Brighid is one of the most loved and loving Goddesses in the modern Pagan world.  She is a nurturer, a healer, and an inspirer.  But She is also the Lady of the Forge, and we who honor Her can find ourselves in between Her hammer and Her anvil, forcefully reshaped into something else, something more.  That process can be amazing, but it is also terrifying.

Cernunnos is the loving guardian of the forest, but He is also the stag in the heat of the rut, the hunter in pursuit of His prey, and the prey who must escape the predator.  He is a wild God who will be gentle when it serves His purposes but who will never, ever be tamed.

Medusa, a fearsome Goddess, in the cisterns of Istanbul. She deserves better than this.
Medusa, a fearsome Goddess, in the cisterns of Istanbul. She deserves better than this.
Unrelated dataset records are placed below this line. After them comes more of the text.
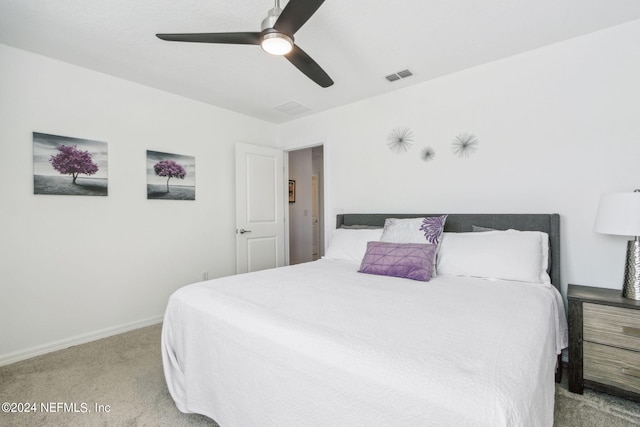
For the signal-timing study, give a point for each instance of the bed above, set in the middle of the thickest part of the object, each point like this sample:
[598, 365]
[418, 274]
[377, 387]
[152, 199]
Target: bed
[332, 343]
When we accept that the Gods are fearsome as well as loving, we begin to appreciate Their wholeness, even though as humans we can never truly know it.  We can taste that wholeness through ecstatic communion, but we can never articulate it because words are inadequate to describe it.  But it is there.

When we accept that the Gods are fearsome as well as loving, we begin to understand our place in the grand order of the Universe… and we begin to realize it’s not at the head of the table.  The Gods have Their own interests, desires, plans and goals that may involve us but are not about us.  So do the birds and the butterflies, the raccoons and the redwoods, the mountains and the rivers.  Our wants and needs are important too, but they are not inherently superior to the wants and needs of other beings.
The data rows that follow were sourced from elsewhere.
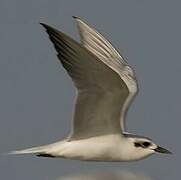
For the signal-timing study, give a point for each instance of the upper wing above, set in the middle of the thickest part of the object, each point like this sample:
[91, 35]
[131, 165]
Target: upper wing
[102, 48]
[102, 92]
When we honor fearsome Gods, we begin to accept reality:  the restful winter also brings snow and ice, the bright summer also brings scorching heat.  The joy of a new birth also brings the inevitability of another death.  Life is not simple and it is not easy, but it is still good!

When we honor fearsome Gods, we commit ourselves to doing what must be done.  There is work that is hard and dirty and dangerous and someone has to do it.  Sometime that someone is us.  We do not honor Morrigan so She will hand us our sovereignty, but so She will teach us to reclaim our own sovereignty, and so we can work with Her to re-establish the sovereignty of the Land.

Make no mistake:  we fear the fearsome Gods for good reason.  They are mighty beings whose wants and needs do not always align with our own.  Publicly acknowledging Them can make things difficult for us.  They can call us to take on work that will turn our lives upside down.  They can put us in harm’s way for reasons we may not fully comprehend.  Our fear shows we understand the potential for serving fearsome Gods.

But at the end of the day, what do you want from your religion?  More opium to dull your pain?  Or do you want the inspiration to live virtuously and heroically, to do what’s right even when it’s not easy, and to leave the world a better place for those who come after us?

I am thankful for Gods who are loving and nurturing, and I’m thankful They are also fearsome Gods.